Claims of corruption and fraud against Indian conglomerate Adani Group have caused its share price to plummet.

Last week short-seller Hindenburg Research published a detailed investigation that alleged stock manipulation, accounting fraud, and money laundering.

Adani, which operates the data center division AdaniConneX, has denied the claims.

AdaniConnex (India)  Adani Group EdgeConneX.png
– Adani Group & EdgeConneX

Hindenburg claimed that it spent two years investigating the company and found evidence of stock manipulation, undisclosed transactions, offshore shell networks, and "sketchy dealings." The group claimed that founder Gautam Adani sought to have critical journalists or commentators jailed or silenced through litigation, and had virtually no accounting controls.

Beyond the claims of illegality and irregular financial behavior, Hindenburg said that the Group's businesses operate with unsustainable levels of debt that leave it massively over-leveraged.

The Adani Group conglomerate has stakes in ports, mines, airports, power generation, power transmission, and data centers. The latter business is run in partnership with EdgeConneX, with plans to spin out the division in 2025-28.

Prior to the short-seller claims, the main Group business Adani Enterprises saw its share price grow by 3,000 percent over five years, making Gautam Adani Asia's richest man and the third richest man in the world.

But the allegations have caused the price to collapse - India's stock market rules limit how far share prices can fall before it is capped to prevent wild swings, causing a staggered drop. Gautam Adani has fallen out of the top ten richest people, losing tens of billions in net worth.

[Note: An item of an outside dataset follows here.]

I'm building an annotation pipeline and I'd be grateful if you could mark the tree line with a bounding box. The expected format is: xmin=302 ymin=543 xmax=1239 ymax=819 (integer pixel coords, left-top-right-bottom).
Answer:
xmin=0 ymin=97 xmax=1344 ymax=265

Adani called the Hindenberg report "not merely an unwarranted attack on any specific company but a calculated attack on India, the independence, integrity, and quality of Indian institutions, and the growth story and ambition of India."

The company also turned to investors to bolster its stock price, raising $2.5bn from Abu Dhabi’s International Holding Company, the Life Insurance Corporation, Goldman Sachs, and others. Shares rose two percent, but remain volatile.

Hindenberg has said that Adani's 400-page reply (PDF) to its allegations failed to answer most of its questions, and failed to substantively address others.

As for Adani's claim that the short sellers were attacking India, Hindenberg said that the Group “has draped itself in the Indian flag while systematically looting the nation.”

It continued to call the Group “the largest con in corporate history.”